You stand at the basketball free-throw line and make 30 attempts at at making a basket. You make 3 baskets, or 10% of your shots. Is it accurate to say that three weeks later, when you stand at the free-throw line, that the probability of making a basket on your first attempt is 10%, or .10?

1 Answer
Jan 1, 2015

It depends. It would take multiple assumptions that are unlikely to be true to extrapolate this answer from the data given for this to be the true probability of making a shot.

One can estimate the success of a single trial based on the proportion of previous trials which succeeded if and only if the trials are independent and identically distributed. This is the assumption made in the binomial (counting) distribution as well as the geometric (waiting) distribution.

However, shooting free throws is very unlikely to be independent or identically distributed. Over time, one can improve by finding "muscle memory," for example. If one steadily improves, then the probability of the early shots were lower than 10% and the finishing shots were higher than 10%.

In this example, we still don't know how to predict the probability of making one's first shot. How much does practice help your next session? How much do you lose the muscle memory by returning three weeks later?

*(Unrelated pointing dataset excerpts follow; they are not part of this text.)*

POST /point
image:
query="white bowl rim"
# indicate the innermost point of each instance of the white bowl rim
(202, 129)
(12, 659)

However, there is another concept known as personal probability. This fairly subjective concept is based on your own personal knowledge of a situation. It doesn't necessarily represent an accurate picture of reality, but rather is based on one's own interpretation of events.

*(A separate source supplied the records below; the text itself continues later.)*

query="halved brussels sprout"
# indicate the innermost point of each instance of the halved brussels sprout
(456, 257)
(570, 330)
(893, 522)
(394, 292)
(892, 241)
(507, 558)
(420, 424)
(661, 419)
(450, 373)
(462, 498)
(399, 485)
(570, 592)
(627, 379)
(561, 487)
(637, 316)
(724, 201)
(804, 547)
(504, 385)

To determine your personal probability, one can perform the following thought experiment. How much would someone else have to offer you for you to be willing to wager $1 on an event occurring?

Whatever this value #x# is, this defines the odds of the event occurring, which is equal to #1/x#. One can convert this personal odds into personal probability based on the equation:

#"probability" = ("odds")/(1+"odds")#.

If you were willing to accept $9 to bet, then your personal odds would be #1/9#, making your personal probability:

#("odds")/(1+"odds") = (1/9)/(1+(1/9)) = 1/10 = 10%#